現行の道路交通法には、運転時の履物についての具体的な規定の記載はありません。

ないなら大丈夫!!と安心しないでください。曖昧なものを曖昧に処理するものがある(なんのこっちゃ?)んです。

県ごとの「道路交通法施行細則」で曖昧に定義されていることがある

道路交通法でなくても法律は一般的に一番大まかな決まりが書かれているもので、それを補うために「条例」などで補完(地域や場合によって判断するための細かいきまり)されているのはご存じですよね?

道路交通法も同じなんです。各都道府県の公安委員会で「〇〇県道路交通法施行細則」というのがあり、ここに法律では具体的になっていない詳しい規則が書かれています。当然これを守らなくても交通違反ということになるのです。
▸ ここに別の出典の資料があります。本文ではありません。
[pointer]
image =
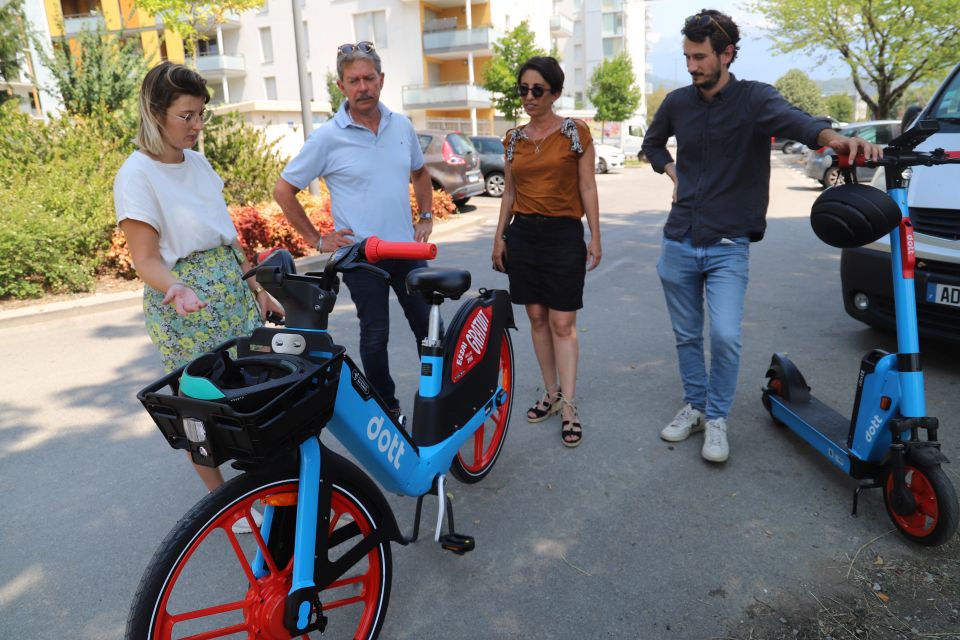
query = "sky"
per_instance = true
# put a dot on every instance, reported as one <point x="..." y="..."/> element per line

道路交通法で運転者が守ることについて記載されているのは第71条の【運転者の遵守事項】。ここの六項に

前各号に掲げるもののほか、道路又は交通の状況により、公安委員会が道路における危険を防止し、その他交通の安全を図るため必要と認めて定めた事項

というのがあり、これを補完する内容が細則で書かれているので引用しつつ紹介します。

今回は私の住む愛知県の場合を例に今回の履物問題について紹介しますが各都道府県によって細則は違うと思われますので、自身の住む場所や行く場所ごとに確認する必要があると思われます。
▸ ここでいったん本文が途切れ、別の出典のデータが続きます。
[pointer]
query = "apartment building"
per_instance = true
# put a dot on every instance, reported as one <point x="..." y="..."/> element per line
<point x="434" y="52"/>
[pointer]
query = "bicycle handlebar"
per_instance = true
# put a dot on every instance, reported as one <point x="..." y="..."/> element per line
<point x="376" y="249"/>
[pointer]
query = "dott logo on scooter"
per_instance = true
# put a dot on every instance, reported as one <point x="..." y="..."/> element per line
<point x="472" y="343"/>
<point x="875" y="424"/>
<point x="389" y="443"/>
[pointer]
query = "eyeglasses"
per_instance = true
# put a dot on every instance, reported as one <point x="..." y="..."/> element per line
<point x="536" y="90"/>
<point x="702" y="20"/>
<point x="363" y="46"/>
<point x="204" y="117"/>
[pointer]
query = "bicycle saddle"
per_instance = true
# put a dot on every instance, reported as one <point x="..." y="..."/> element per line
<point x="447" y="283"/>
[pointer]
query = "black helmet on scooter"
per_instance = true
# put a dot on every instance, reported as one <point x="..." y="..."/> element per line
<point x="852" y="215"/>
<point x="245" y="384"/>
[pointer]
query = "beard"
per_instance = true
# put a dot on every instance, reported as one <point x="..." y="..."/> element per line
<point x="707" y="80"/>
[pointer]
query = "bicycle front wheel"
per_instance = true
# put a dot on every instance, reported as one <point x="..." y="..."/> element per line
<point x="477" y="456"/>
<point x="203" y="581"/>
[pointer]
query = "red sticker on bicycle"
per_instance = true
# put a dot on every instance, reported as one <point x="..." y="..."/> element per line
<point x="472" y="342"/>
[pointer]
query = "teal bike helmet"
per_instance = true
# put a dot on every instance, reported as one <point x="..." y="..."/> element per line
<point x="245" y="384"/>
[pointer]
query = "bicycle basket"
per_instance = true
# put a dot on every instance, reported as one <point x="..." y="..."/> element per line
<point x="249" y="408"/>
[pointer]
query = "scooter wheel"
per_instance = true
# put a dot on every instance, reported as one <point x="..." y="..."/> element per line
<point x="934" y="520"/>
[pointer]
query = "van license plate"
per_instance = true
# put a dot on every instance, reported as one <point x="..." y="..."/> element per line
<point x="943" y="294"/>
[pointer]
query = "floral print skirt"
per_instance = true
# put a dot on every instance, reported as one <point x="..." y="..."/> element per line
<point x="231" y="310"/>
愛知県の「道路交通法施行細則」における運転中の履物に関する規定は?

私が住む、愛知県公安委員会の「愛知県道路交通法施行細則」の該当事項を見ると(7条の3項)、運転の妨げとなるような衣服又は履物を着用して車両等を運転しないこと。と実に曖昧な記述がありました。
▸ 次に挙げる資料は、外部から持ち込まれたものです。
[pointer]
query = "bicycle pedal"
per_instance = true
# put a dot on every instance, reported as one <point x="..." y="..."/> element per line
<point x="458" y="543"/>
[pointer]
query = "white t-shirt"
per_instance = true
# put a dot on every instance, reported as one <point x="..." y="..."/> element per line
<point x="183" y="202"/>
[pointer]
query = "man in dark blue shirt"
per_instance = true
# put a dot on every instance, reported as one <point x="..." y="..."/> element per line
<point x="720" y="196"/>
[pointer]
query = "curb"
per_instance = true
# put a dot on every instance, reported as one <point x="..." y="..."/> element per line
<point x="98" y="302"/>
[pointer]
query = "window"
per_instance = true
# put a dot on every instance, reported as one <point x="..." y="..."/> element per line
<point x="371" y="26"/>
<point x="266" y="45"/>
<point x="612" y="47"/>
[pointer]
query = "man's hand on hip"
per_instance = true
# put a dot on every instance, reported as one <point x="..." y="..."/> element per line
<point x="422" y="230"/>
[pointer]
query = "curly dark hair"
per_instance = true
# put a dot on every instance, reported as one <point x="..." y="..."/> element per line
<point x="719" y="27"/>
しかも、これに対して附則(もっと詳しいことはこちら)というのが付いてないのでこれで完結ということになるようです。

つまり・・・警察官が見て「これは運転にふさわしくない!」と判断した場合は交通違反になるということなのでしょう。

不適切と判断されれば、「安全運転義務違反」の類として処罰される可能性があるということになるようです。

つまりは、他の交通違反をしたり事故を起こしたりしたときに「この履物で運転していたことが事故や違反の要因になる」と判断されれば違反になるということなのです。

ちなみにこの「愛知県道路交通法施行細則」では、車両等という適用範囲になっていますから、道路を走るタイヤの付いたもの(自転車・バイク・三輪車??)などではすべて罰則範囲になり、自転車や原付バイクの運転でもNG。

自転車やバイクは、パッと見て「サンダルだ!」と分かるわけですから特に注意が必要かもしれません(でも自転車やバイクで違反切符切られているところを見たことは一度もありません)。

また、私も運転するとき、長時間の運転だということが分かっていると靴を脱ぐことがあるのですが、これも事が起これば違反ということになります。

小さいころ家族の車に乗ってて父親がスピード違反で白バイに止められたとき、車停めてから慌てて靴履いてたのを思い出しましたがそういうことなんですね、きっと。

おまけ 履物ではなく服装はどうか?

前述したように運転の妨げとなるような衣服又は履物を着用して車両等を運転しないこととあるので服装に関しても事を起こした要因だと言われれば違反ということになるようです。

よく言われるのが着物など足が開かなかったり、袂でハンドルを回す妨げになったりと運転しにくい格好で運転する場合には注意しましょう。